Para fines de análisis vamos a circunscribir a la cultura en un aspecto dentro del folklore, pero folklore a la boliviana. Bajo este lineamiento del folklore se ha ido generando una especie de “subcultura” que evoca y se embandera de “nuestras” costumbre y tradiciones saliendo a la palestra cada vez que se presentan amenazas al folklore boliviano, incluso regionalmente dentro de nuestro propio territorio, de manera exacerbada y reaccionaria ante esta injuria y atentado contra “lo nuestro”. Definiendo de esta manera el sentimiento patriotero, y algo chauvinista, de un servicio a la patria que recae sobre estos sectores como dictamen natural. Entre medio de todas estas expresiones de civismo y patrioterismo, asaltadas desde la cultura, se presentan otros bemoles del folklore en el país, donde una vez más los discursos efusivos de la doble moral, como en mucho otros espacios, salen a la palestra evocando este tipo de defensas acérrimas que justifican un sinfín de afectaciones a la sociedad, a quien dicen representar.
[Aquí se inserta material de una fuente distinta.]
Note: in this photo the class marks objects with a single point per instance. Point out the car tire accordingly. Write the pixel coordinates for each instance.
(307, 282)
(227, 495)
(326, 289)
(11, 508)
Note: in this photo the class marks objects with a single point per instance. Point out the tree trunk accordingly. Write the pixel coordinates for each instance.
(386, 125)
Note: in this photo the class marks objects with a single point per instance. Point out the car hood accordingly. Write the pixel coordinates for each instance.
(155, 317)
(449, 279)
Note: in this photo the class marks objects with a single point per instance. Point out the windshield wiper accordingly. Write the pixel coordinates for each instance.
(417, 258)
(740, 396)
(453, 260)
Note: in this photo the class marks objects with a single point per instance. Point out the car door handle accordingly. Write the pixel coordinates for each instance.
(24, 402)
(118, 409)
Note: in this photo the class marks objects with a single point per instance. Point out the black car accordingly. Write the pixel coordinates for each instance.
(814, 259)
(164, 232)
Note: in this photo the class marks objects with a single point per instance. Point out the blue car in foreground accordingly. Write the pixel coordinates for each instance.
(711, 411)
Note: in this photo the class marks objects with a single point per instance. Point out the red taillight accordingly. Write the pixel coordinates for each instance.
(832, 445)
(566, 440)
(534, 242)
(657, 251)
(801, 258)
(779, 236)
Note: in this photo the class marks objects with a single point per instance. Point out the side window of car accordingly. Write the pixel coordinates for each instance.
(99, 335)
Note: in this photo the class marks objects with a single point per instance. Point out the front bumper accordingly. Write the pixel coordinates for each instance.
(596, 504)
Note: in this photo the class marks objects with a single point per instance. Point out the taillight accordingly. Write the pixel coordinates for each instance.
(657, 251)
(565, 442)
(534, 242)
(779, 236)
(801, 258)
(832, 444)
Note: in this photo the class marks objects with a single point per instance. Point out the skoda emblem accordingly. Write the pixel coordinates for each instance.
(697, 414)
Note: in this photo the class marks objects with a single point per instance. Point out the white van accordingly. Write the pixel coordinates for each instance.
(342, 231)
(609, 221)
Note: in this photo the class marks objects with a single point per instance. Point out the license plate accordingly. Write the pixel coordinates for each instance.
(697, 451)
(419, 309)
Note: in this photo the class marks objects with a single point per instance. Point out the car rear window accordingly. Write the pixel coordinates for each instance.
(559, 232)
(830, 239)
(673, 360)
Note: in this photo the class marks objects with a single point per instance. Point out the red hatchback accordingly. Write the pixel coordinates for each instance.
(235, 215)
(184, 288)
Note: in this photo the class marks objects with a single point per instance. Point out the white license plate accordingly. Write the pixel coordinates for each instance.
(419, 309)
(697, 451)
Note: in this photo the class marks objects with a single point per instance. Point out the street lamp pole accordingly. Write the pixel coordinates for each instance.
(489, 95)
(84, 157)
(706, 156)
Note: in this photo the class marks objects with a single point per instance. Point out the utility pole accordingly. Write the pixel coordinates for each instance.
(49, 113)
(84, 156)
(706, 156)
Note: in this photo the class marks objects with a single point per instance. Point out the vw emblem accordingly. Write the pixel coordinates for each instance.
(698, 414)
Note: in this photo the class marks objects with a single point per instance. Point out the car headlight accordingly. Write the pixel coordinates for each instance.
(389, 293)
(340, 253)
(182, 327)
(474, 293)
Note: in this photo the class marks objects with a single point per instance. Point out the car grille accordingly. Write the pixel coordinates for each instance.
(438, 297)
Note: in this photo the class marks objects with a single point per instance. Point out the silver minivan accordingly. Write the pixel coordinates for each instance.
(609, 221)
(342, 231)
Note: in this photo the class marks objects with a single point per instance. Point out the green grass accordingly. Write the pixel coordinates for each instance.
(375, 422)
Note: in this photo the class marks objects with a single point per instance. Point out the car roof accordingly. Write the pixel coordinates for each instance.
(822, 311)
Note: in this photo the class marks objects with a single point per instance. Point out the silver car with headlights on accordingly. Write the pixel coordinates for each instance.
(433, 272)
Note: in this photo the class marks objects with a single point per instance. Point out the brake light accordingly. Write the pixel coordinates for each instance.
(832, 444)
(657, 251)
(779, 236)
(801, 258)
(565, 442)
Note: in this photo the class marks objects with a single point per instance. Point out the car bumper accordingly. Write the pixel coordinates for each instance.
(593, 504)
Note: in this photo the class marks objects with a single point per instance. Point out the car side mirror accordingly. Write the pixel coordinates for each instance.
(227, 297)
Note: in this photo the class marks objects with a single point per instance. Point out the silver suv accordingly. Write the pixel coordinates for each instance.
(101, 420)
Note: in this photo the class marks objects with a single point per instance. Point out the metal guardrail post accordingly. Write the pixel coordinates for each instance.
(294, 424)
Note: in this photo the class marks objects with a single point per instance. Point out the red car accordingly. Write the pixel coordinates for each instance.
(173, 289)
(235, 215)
Como una muestra podemos hablar de la violencia simbólica que se maneja bajo el manto de cultura y folklore, expresando abiertamente el beneplácito de ser parte de esas escenas sui géneri en una cadena ininterrumpida de festividades asociadas, a nombre de sincretismo, con el calendario religioso y atisbos del ciclo agrícola en una mezcolanza sobrecargada donde los sinsentidos son punta de lanza. Bajo esta búsqueda de ampliar los argumentos, algunos rebuscan explicaciones para dar rienda suelta a todos los instintos, incluidos los más bajos, para continuar en esta hecatombe de excesos con sus incontenibles consecuencias, individuales y, sobre todo colectivas.

De manera impensable ingresa la religión que tiene papeles cruciales en las principales entradas folkloricas del país adjudicando a personajes religiosos la responsabilidad de estos simples mortales, que se entregan, contradictoriamente, a otros dioses como Baco o Baal bajo el sentido hedonista libre de culpas, mientras que las otras imágenes religiosas deben avalar este tipo de actitudes y eventos, e incluso cargar con las nefastas consecuencias luego de los bacanales desbordados. Dentro de la institucionalidad religiosa, se presentan, también, diversas posturas sobre este tipo de “manifestaciones culturales” vislumbrándose voces displicentes y otras con algo más de sentido crítico frente a esta incongruencia de sentidos en la que vamos inmersos cotidianamente. De esta manera, nuestras sociedades han encontrado una justificación válida y consensuada para seguir ampliando las fechas festivas del país, donde las diferencias entre regiones son solo de forma y no de fondo. Pese a todo ello, a cada cosa por su nombre, entre lo más oscuro de la argumentación se presenta esta asociación, obviamente forzada, que se hace entre cultura y religión.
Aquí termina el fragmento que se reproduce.